Near downtown San Jose, Google will be creating a new campus for 20,000 workers. Imagine how an influx of 20,000 new residents in San Jose will impact the housing market? Perhaps an average sale of a house will be $2 million? You would have to be an entertainer, an athlete or a high-paid tech titan to afford such real estate.

So, what is the solution when clearly our communities welcome more jobs, more restaurant customers and more store customers?

We need titanic investments in affordable housing.

These new titans of today’s industries have already jump-started a more effective approach toward addressing our affordable housing crisis. Microsoft is investing $500 million toward affordable housing in the Seattle area. Facebook, and its partners, are doing the same in the Bay Area. The California governor is also challenging tech companies to invest $500 million toward affordable housing. For most of us, $500 million sounds like a lot of money. And advocates are cheering such investments.

But it’s not enough.

In the last 20 years, the state of California passed seven housing bonds that funded $9 billion for affordable housing, and we are still in this crisis. We need more money, consistently.

Perhaps if a company’s annual profit is $1 billion, they could donate 10 percent (or $100 million) toward an affordable housing fund? Or perhaps we can encourage these tactics:

  • Build enough housing for new employees. When a new billion-dollar company moves into a town, they should commit to providing housing for their new employees. Even a 50 percent commitment would help buffer a potentially soaring housing market. If a large company creates a campus for 10,000 new workers, they invest in building 5,000 new homes.
  • Do not displace existing homeowners and renters. Increased housing values and rents force lower income residents to move away, even if these families have resided in these communities for decades. A company should not displace existing residents, as if they are conquering a new land.
  • Prioritize housing for the most vulnerable in our population – people who are homeless. Yes, firefighters, teachers and nurses need homes affordable enough within their pay scale, and close enough to the cities where they work. But people with no homes living on our streets should be first in line for homes that are affordable.
  • Invest in a “Company State” not just a “Company Town.” Developing isolated housing communities – even with 10,000 new homes – simply creates privileged housing for those who are lucky enough to work for a tech company. Instead, these large companies need to invest in a statewide housing infrastructure.

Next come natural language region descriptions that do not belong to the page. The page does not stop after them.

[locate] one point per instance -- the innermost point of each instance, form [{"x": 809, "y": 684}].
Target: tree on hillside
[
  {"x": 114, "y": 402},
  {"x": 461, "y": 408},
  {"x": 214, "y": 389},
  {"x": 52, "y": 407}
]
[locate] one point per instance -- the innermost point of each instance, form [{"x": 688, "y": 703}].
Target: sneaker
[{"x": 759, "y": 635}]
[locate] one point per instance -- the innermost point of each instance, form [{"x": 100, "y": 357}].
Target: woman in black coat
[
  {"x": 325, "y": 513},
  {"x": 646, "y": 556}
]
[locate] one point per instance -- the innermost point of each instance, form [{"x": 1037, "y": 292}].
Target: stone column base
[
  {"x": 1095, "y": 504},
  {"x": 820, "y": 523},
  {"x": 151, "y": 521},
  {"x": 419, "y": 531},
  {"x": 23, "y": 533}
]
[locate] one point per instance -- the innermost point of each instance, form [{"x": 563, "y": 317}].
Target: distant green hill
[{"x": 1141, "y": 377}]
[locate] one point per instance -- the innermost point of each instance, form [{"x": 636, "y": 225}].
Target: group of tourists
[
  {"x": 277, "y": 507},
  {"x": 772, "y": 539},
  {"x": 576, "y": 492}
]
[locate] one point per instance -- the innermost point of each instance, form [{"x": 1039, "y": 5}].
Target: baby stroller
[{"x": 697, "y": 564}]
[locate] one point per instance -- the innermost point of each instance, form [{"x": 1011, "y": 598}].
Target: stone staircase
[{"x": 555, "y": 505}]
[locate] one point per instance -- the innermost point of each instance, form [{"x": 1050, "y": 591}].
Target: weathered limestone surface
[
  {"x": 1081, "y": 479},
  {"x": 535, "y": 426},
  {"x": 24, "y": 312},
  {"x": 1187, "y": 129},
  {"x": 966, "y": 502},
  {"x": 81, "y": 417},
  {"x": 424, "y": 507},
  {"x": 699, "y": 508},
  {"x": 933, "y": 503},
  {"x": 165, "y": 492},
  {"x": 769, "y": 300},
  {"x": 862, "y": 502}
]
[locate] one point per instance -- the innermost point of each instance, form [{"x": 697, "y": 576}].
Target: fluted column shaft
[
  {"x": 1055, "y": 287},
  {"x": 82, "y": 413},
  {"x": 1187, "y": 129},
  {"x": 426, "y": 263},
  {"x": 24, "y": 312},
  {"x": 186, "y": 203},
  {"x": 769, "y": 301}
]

Welcoming billion-dollar companies into a new neighborhood certainly brings positive payoffs. But if we ignore the effect of housing, the negatives outweigh the positives.

San José Spotlight columnist Joel John Roberts is the CEO of PATH, a statewide homeless services and housing development agency that provides services and housing in San José. Joel is also a Board member of Silicon Valley’s Destination: Home. His columns appear every fourth Monday of the month.